Cassius the Defiant Gladiator

Magazine article The Spectator

Cassius the Defiant Gladiator

Article excerpt

Lucy Hughes-Hallett KING OF THE WORLD:

MUHAMMAD ALI AND THE RISE OF AN AMERICAN HERO by David Remnick Picador, 14.99, pp. 326

In his prime Muhammad Ali was everything he claimed to be - the fastest, the greatest, the prettiest. As his doctor said, 'If someone came from another planet and said "Give us your best specimen" you'd give him Ali.' He was also, as David Remnick demonstrates in this historically sophisticated and splendidly entertaining book, an artist whose masterpiece was his own image, the auteur and star of a theatrically compelling, politically cogent spectacle. The US army twice classified him as being too stupid to serve, but in Remnick's view in 1962, when he first turned professional, he was 'the most self-aware 21-yearold in the country'.

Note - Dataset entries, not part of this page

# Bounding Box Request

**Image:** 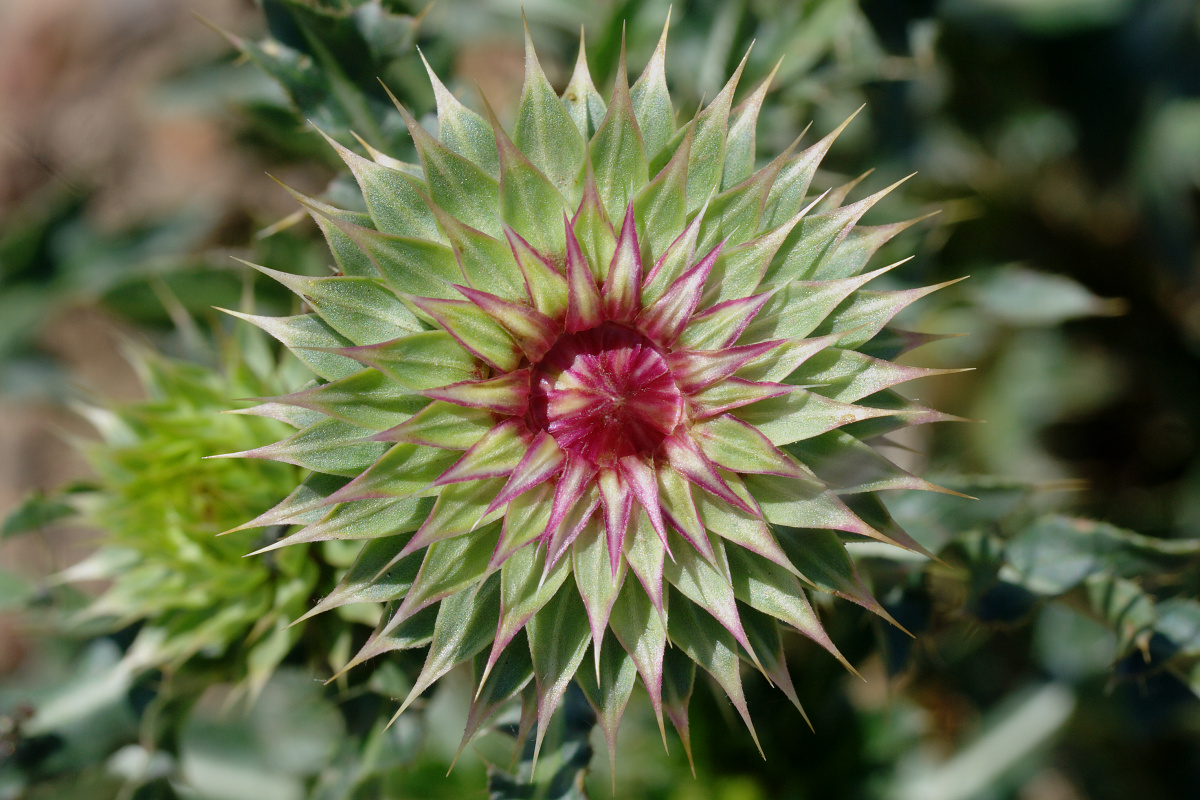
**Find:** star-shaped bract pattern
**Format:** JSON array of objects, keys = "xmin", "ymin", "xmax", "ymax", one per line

[{"xmin": 225, "ymin": 15, "xmax": 964, "ymax": 772}]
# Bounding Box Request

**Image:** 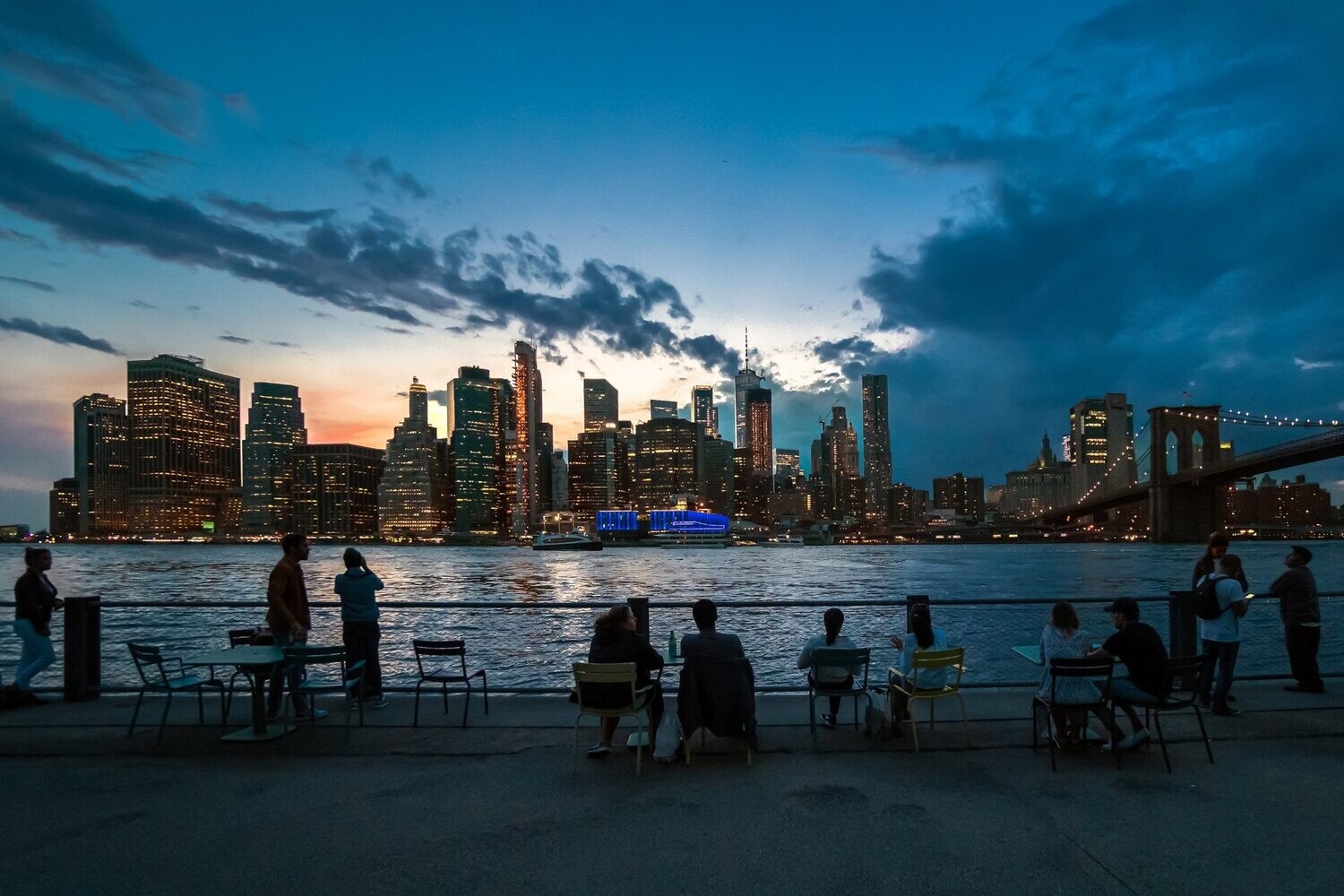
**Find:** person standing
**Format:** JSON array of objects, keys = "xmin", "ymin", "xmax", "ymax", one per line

[
  {"xmin": 7, "ymin": 548, "xmax": 65, "ymax": 707},
  {"xmin": 1269, "ymin": 544, "xmax": 1325, "ymax": 694},
  {"xmin": 336, "ymin": 548, "xmax": 387, "ymax": 710},
  {"xmin": 1199, "ymin": 554, "xmax": 1246, "ymax": 716},
  {"xmin": 266, "ymin": 532, "xmax": 327, "ymax": 720}
]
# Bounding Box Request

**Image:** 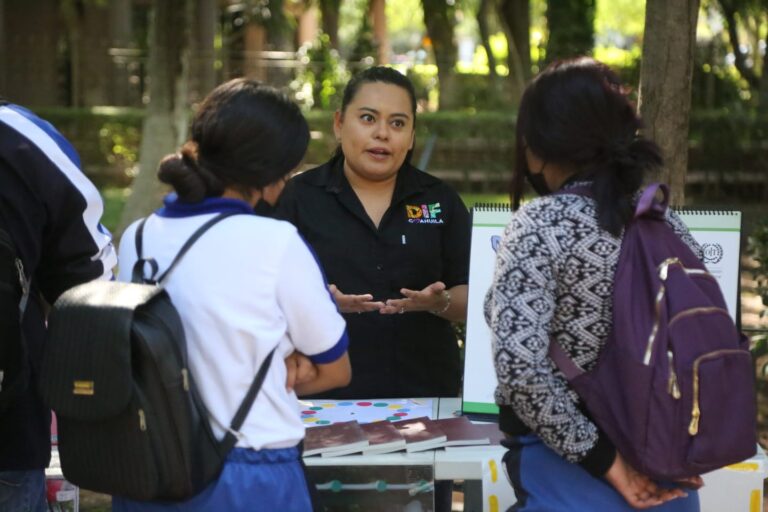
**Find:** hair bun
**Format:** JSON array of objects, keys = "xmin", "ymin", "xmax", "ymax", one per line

[{"xmin": 157, "ymin": 153, "xmax": 208, "ymax": 203}]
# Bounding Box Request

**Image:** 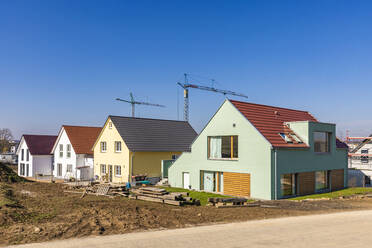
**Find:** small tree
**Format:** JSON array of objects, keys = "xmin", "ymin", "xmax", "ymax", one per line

[{"xmin": 0, "ymin": 128, "xmax": 13, "ymax": 152}]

He used that awareness in his fights and in the psychodramas which preceded and surrounded them. Remnick gives a riveting account of the weigh-in before his first fight against Sonny Liston, when Cassius Clay, as he then was, acted so mad, bad and dangerous that even his own team were unsure that he hadn't lost his sanity until they checked his blood pressure afterwards and realised how coolly he had planned the performance. He was equally astute, and equally audacious, in the way he responded to historical change and turned it to his own purposes. As he told Remnick, 'I had to prove you could be a new kind of black man.'

His two immediate predecessors as world heavyweight champion each represented one of the old kinds. It's not until nearly a third of the way through this book that Ali, as it were, enters the ring. The extended first section builds up to and describes the fight between Sonny Liston, the 'Bad Nigger', and Floyd Patterson, the 'Good' one. Liston was an illiterate criminal who was managed, like the majority of fighters at the time, by the Mafia. To the poet LeRoi Jones (and to nearly everyone else) he was 'the big black Negro in every white man's hallway, waiting to do him in'. Patterson, on the other hand, anxious and conciliatory, was the servile loser everybody liked. In describing them and their careers, and in particular their representation by the press, Remnick shows vividly in what kind of world a new contender had to operate.